First and foremost, I really appreciate the level of detail you’ve provided with the examples. They’ve really helped me understand what’s going with the derivation. I don’t really have any further questions about computing the Jacobian for Softmax applied to higher rank tensors, however to answer your question, I was wondering how we get the gradient for the original input tensor from the Jacobian (this is what I meant by “compress”). In particular to get the gradient of x with shape (3, 5, 4), we’d take its Jacobian and sum over the last dimension i.e. (jacxB.sum(dim=-1, keepdims=True) to accumulate each gradient of the four classes for each of the five rows for each of the three examples in x?

Hi Andrew!

Let me clarify some terminology: The jacoobian is the matrix of (so-called
mixed) partial derivatives of a vector-valued function with respect to its
vector-valued argument.
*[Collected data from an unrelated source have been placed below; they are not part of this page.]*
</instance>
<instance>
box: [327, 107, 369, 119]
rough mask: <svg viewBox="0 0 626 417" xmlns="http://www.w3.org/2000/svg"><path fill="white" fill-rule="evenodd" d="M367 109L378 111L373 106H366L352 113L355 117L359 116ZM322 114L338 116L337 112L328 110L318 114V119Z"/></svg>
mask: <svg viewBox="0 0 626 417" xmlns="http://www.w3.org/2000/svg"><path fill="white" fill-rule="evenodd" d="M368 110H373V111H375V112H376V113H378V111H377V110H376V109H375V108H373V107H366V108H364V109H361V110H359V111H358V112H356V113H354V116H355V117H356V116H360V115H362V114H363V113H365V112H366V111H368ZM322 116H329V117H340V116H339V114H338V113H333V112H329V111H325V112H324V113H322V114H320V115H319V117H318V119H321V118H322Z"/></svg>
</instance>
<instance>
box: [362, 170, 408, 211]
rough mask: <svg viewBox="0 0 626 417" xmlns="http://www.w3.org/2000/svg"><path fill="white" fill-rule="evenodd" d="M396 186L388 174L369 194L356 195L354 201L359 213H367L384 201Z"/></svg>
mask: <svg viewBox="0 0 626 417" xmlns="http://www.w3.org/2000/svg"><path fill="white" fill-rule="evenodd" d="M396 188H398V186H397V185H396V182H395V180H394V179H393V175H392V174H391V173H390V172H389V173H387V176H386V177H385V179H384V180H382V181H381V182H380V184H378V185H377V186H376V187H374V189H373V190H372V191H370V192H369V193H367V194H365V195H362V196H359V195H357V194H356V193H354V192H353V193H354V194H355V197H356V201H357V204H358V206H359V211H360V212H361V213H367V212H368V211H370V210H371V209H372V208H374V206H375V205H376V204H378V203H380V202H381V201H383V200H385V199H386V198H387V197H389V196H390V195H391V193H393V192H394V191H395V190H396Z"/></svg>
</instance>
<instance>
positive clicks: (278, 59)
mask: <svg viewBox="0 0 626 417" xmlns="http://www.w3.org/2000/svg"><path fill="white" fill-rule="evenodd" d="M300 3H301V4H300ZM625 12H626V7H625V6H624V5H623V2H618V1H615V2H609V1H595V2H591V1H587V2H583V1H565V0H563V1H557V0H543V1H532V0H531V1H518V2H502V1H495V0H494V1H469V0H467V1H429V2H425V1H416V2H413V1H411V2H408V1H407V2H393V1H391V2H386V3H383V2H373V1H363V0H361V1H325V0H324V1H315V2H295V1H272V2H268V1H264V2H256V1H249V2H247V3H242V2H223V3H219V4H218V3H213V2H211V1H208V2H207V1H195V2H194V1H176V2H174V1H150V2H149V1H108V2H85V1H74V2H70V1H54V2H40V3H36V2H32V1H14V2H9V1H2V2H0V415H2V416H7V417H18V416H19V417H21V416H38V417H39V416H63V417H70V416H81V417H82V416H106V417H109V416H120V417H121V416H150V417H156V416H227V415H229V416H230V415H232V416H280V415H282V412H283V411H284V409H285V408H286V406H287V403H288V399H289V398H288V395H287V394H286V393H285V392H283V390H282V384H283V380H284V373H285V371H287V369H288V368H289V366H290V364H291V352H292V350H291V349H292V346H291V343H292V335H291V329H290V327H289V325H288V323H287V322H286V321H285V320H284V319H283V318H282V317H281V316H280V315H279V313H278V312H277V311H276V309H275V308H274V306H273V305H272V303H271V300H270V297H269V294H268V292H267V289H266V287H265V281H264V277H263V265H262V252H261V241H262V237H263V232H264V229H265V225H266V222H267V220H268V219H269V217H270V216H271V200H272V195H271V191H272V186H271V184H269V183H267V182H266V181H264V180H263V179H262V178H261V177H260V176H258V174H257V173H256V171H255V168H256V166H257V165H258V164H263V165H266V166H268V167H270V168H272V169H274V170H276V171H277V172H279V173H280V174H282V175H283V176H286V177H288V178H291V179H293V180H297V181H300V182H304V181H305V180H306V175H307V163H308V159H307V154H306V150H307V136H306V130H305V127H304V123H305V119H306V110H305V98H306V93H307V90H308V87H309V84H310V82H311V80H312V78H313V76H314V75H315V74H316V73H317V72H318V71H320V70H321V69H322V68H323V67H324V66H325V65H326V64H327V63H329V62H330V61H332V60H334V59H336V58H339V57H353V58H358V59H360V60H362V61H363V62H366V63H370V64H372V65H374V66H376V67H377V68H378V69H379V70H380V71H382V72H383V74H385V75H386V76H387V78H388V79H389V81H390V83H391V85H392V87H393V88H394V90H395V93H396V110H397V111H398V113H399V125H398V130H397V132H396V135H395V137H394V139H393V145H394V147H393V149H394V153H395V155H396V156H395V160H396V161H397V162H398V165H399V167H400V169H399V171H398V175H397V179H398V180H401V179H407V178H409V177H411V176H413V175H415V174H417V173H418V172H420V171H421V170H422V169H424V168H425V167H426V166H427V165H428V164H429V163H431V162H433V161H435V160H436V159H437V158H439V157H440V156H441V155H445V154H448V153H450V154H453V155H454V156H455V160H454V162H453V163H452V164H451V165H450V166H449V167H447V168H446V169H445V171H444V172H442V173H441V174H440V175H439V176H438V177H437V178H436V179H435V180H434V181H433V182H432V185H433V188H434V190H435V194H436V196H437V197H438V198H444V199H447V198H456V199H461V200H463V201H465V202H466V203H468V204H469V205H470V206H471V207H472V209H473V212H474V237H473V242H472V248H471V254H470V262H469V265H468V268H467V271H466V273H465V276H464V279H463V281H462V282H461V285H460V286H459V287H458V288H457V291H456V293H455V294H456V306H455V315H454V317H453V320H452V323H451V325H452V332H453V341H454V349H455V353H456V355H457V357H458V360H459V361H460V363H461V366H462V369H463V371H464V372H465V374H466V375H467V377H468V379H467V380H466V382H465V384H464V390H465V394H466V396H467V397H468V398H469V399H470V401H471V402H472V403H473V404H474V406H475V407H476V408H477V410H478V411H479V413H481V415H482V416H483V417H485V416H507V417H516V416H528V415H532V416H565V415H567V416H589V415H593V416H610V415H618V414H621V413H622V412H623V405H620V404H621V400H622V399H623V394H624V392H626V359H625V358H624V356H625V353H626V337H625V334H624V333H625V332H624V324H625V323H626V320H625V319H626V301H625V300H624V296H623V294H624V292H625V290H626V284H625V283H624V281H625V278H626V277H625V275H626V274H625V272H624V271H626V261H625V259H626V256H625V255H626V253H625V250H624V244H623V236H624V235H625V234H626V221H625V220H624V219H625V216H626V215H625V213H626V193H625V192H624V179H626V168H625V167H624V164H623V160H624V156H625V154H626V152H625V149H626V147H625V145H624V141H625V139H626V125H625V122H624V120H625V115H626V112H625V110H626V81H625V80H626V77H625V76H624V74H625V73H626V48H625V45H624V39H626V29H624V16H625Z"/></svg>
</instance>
The gradient is the vector of partial derivatives of
a scalar-valued function with respect to its vector-valued argument.

And to use the language carefully, we don’t “get the gradient of x,” we get
the gradient (of a scalar-valued function of x) with respect to x.

So in order to “get a gradient,” you have to specify the scalar whose
gradient you want to get.

If you “compress” the jacobian with jacxB.sum (dim = -1), you will
get a batch of gradients (because jacB is explicitly a batch of jacobians,
rather than just a single jacobian). But what (batch of) scalar(s) are you
getting the gradient(s) of?

The sum of the derivatives is the derivative of the sum.

So if you think of probs_x = x.softmax (dim = -1) as a batch of sets of
four individual probabilities, then you can think of probs_x.sum (dim = -1)
as a batch of scalars, each of which is the sum of four probabilities.

The probabilities computed by softmax() sum to one, a constant, so in
this case, after you sum over the rows of jacxB you will get a batch of zeros
(up to round-off error), because the sum gives you a batch of gradients of a
batch of scalars that are all the constant one.

To help understand the difference between jacobians and gradients and
how autograd turns conceptual jacobians into concrete gradients as it
backpropagates up through the layers, take a look at the documentation
for autograd.grad(), its grad_outputs argument, and pytorch’s concept
of vector-jacobian product, as in this quote from the above-referenced
documentation:

grad_outputs (sequence of Tensor) – The “vector” in the vector-Jacobian product. Usually gradients w.r.t. each output.

Best.

K. Frank

After doing some digging and some further reading, I think I’m starting to get your point. The Jacobian is a matrix where each row holds the partial derivatives of a particular output w.r.t. to each input to the original vector-valued function. The gradient can be seen as just a vector containing the partial derivatives of a scalar producing multivariate function (loss function most often in ML) w.r.t. to every single variable passed as parameters to it.

In our particular example for the higher rank Tensor, when we compute jacxB.sum(dim=-1), we obtain the gradient for each of the five scalar sums over a batch of three of them produced from probs_x.sum(dim=-1); the collection of each individual gradient are the gradients that we pass throughout the model during backpropagation (pretending this is a neural network). Am I in the ballpark here?

Now, the reason we’re practically getting a bunch of zeros in the gradients for probs_x.sum(dim=-1) w.r.t. x (this is equivalent to summing the Jacobian along the outputs for each Jacobian in the batch of Jacobians) is because we have a function that always produces a constant 1 (i.e., f(x) = softmax(x, dim=-1).sum(dim=-1)), since softmax always sums to 1 for each row in the batch of probabilities. So summing each row of each Jacobian will pretty much just give us zeros for all the gradients of our function w.r.t. to x; changing an input in any way won’t change the output of f(x).

This behavior can be seen more clearly when you compute a single row of a Jacobian and sum it. e.g., s_i(1 - s_i) - s_i(s_j) - s_i(s_n) = 0 (i is one particular class, j is a different class, and n is the total number of classes).